Have you found any particular difficulties or issues come up?
I am happily married, no kids, but have never left home / wife for several months at a time... just wondering if any of you found that difficult for you and/or your spouse, and if so, in what ways?
Kind of a late response, but I was thinking over this question again today and recalled something I saw when I went to the Kickoff a few years ago. It's one of those things that probably doesn't translate well into words but it was a powerful insight for me at the time.
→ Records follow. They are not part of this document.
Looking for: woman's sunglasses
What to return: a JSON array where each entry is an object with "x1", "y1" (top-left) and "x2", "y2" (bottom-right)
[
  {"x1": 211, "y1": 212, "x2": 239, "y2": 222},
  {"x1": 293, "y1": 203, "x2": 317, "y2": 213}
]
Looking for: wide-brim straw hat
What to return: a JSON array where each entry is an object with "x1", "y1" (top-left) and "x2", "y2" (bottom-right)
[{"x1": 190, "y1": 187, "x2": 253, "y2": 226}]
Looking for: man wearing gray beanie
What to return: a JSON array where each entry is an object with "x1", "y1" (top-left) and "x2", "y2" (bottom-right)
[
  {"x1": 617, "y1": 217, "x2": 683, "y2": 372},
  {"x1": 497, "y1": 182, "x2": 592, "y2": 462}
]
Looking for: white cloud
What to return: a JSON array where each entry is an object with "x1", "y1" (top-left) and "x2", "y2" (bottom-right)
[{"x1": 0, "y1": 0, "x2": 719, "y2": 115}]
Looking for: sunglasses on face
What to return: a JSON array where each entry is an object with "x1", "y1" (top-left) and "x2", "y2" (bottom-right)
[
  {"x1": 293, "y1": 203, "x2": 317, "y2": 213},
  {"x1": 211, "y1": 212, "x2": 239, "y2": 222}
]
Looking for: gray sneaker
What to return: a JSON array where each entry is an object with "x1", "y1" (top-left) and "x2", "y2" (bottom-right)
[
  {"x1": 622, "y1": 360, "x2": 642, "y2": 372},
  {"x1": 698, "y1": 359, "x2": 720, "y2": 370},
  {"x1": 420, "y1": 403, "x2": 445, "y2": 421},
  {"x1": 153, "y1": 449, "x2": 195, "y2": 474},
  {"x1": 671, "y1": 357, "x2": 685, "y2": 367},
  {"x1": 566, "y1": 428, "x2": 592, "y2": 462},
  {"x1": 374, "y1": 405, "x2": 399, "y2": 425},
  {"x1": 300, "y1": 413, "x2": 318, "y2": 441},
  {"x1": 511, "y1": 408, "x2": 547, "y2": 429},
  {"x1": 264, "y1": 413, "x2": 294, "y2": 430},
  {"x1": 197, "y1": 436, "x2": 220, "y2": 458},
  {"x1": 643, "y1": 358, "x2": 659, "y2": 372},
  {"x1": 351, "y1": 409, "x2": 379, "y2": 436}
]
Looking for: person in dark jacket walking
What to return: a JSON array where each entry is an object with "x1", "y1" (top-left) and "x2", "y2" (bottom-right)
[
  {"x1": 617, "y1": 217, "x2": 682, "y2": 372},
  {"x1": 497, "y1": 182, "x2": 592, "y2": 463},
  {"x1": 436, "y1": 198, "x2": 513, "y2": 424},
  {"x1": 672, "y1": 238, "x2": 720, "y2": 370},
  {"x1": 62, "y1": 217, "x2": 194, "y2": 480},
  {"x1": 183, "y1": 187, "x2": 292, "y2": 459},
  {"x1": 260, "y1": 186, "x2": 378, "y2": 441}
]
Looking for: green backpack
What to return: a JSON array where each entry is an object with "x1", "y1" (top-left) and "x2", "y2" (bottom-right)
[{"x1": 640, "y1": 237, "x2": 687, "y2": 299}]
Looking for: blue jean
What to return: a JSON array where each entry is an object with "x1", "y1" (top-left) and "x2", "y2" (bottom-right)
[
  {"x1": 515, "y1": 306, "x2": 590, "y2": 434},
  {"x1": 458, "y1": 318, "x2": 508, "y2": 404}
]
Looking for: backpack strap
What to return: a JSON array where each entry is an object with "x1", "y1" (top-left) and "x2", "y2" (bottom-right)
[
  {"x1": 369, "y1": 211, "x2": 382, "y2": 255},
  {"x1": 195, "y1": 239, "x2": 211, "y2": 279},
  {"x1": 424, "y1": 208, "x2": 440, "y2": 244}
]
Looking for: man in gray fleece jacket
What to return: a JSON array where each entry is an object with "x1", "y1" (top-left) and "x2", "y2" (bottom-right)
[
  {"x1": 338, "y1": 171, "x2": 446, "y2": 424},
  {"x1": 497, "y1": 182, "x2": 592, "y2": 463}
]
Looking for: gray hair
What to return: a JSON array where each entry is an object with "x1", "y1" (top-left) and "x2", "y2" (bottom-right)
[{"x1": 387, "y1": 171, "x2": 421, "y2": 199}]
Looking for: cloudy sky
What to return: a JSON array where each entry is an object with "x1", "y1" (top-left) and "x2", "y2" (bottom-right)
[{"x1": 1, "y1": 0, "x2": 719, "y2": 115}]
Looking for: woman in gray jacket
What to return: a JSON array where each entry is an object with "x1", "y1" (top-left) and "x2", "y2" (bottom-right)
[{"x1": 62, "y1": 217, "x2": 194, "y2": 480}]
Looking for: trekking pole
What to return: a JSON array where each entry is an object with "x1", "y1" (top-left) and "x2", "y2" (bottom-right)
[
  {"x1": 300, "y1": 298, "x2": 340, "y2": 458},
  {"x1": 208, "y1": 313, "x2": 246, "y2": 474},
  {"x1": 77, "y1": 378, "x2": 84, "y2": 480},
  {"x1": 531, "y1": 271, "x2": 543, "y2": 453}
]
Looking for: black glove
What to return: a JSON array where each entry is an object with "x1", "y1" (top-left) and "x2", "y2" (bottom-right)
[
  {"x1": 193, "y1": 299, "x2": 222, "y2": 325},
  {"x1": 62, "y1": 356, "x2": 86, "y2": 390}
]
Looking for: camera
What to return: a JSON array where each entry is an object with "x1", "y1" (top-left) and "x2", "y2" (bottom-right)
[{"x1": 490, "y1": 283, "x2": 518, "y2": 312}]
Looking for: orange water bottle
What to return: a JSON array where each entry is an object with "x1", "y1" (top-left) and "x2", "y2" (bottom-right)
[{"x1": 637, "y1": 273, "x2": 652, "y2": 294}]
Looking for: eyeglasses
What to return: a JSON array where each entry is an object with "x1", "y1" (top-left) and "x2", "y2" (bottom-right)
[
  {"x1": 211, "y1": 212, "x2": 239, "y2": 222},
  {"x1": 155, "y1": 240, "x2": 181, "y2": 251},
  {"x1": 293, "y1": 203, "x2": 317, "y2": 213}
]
At the kickoff, I spent some time hanging out at the border monument watching thrus go through their starting rituals. I vividly remember one couple that drove up to the monument. The guy was obviously starting the trail and his wife/girlfriend had obviously come to see him off. Watching the guy made me smile - he was positively quivering with excited energy and just raw passion for adventure that is really hard to describe but that a lot of people here would recognize instantly. I helped them take some photos, I think, and they both looked very enthusiastic and happy to be there.
After a few minutes the guy hoisted his pack, kissed his girl one last time, and practically flew off down the trail. I felt really jealous watching him go. I thought, "One day, after I've fulfilled my parenting obligations, that's going to be me." But then I noticed the girl walk slowly back to the car and as she did so, her whole body language changed dramatically. As she sat in the driver's seat watching her husband/boyfriend walk off, she looked absolutely miserable, and I saw tears start to run down her cheeks. I looked away and tried not to intrude, but it was obvious that there was a whole reservoir of pent-up emotion that the guy was completely oblivious to because he was so focused on his adventure.
It was a very poignant moment and one that's stuck in my mind. I guess the point is that if you're leaving a significant other behind, be aware of and sensitive to the difficulties that person will face in your absence, because it's *going* to be hard. That doesn't necessarily mean you shouldn't do a thru-hike . . . just be aware, and do the right thing, whatever that may be.